I have a VMware ESXi 4.1 server which I recently added 2x1TB SATA drives to. This machine runs a NexentaStor Community VM which hosts ZFS filesystems. Before adding the new drives, all the ZFS zpools resided inside virtual diska (VMDK files) which resided on the server's Vmware Datastore which is on a hardware RAID10.
The new SATA drives have no hardware redundancy, so my goal was to attach them directly to the NexentaStor VM and create a RAID1 zpool out of them.
I followed these instructions to create two Physical RDM files for the new SATA drives using vmkfstools -z /vmfs/devices/disks/idnumber RDM1.vmdk -a lsilogic
After adding the two RDM disks to the VM and creating a raidz1 zpool on them I started copying data to the zpool.
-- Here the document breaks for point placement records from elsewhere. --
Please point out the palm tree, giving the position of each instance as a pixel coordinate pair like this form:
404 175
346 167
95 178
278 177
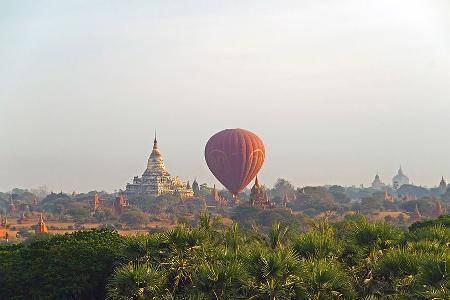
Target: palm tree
323 279
137 282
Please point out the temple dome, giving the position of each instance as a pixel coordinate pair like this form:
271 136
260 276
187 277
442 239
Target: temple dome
400 179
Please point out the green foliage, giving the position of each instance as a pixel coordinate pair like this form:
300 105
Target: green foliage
70 266
351 259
The pool was taken offline and I was informed there were thousands of checksum errors.
I searched the web and found a number of people complaining of the same situation. (Example) I have since given up on using RDMs and have created two datastores and two 930GB VMDK files which I will place in a RAIDz1. However I want to know where I went wrong. A lot of people online said they have this configuration working.
My goals behind using RDMs as opposed to VMDKs were:
- Give the VM the ability to monitor S.M.A.R.T. status
- Allow ZFS access to the entire disk (since I knew these wouldn't be used for anything else)
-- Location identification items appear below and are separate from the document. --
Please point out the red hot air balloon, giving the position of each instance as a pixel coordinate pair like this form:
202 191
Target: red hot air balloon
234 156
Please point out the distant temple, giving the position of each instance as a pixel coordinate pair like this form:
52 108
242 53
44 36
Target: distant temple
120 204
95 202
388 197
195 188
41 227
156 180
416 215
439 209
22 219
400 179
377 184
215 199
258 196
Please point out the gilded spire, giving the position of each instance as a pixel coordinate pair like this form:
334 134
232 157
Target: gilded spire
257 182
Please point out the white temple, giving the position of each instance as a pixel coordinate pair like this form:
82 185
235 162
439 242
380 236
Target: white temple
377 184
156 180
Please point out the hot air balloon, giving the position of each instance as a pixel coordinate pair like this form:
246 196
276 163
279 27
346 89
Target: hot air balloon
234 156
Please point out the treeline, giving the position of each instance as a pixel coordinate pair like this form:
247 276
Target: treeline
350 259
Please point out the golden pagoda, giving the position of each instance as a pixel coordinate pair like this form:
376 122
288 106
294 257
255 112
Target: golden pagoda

- Make the drives easy to hotswap should one go bad
- Allow me to remove these drives and place them in another ZFS server should I need to
I had planned to use this same setup in a brand new ESXi 5.1 server which I will be setting up later this week. In that case #4 is particularrly important because I wanted to add an existing zpool to a new VM. Why did I get these checksum errors? Is it related to ESXi 4.1? Is there something I did wrong?
Edit: I have created the same setup with VMware ESXi 5.1 and have no issues so far. I'm going to test this extremely thoroughly but so far this appears to be an ESXi 4.1 issue.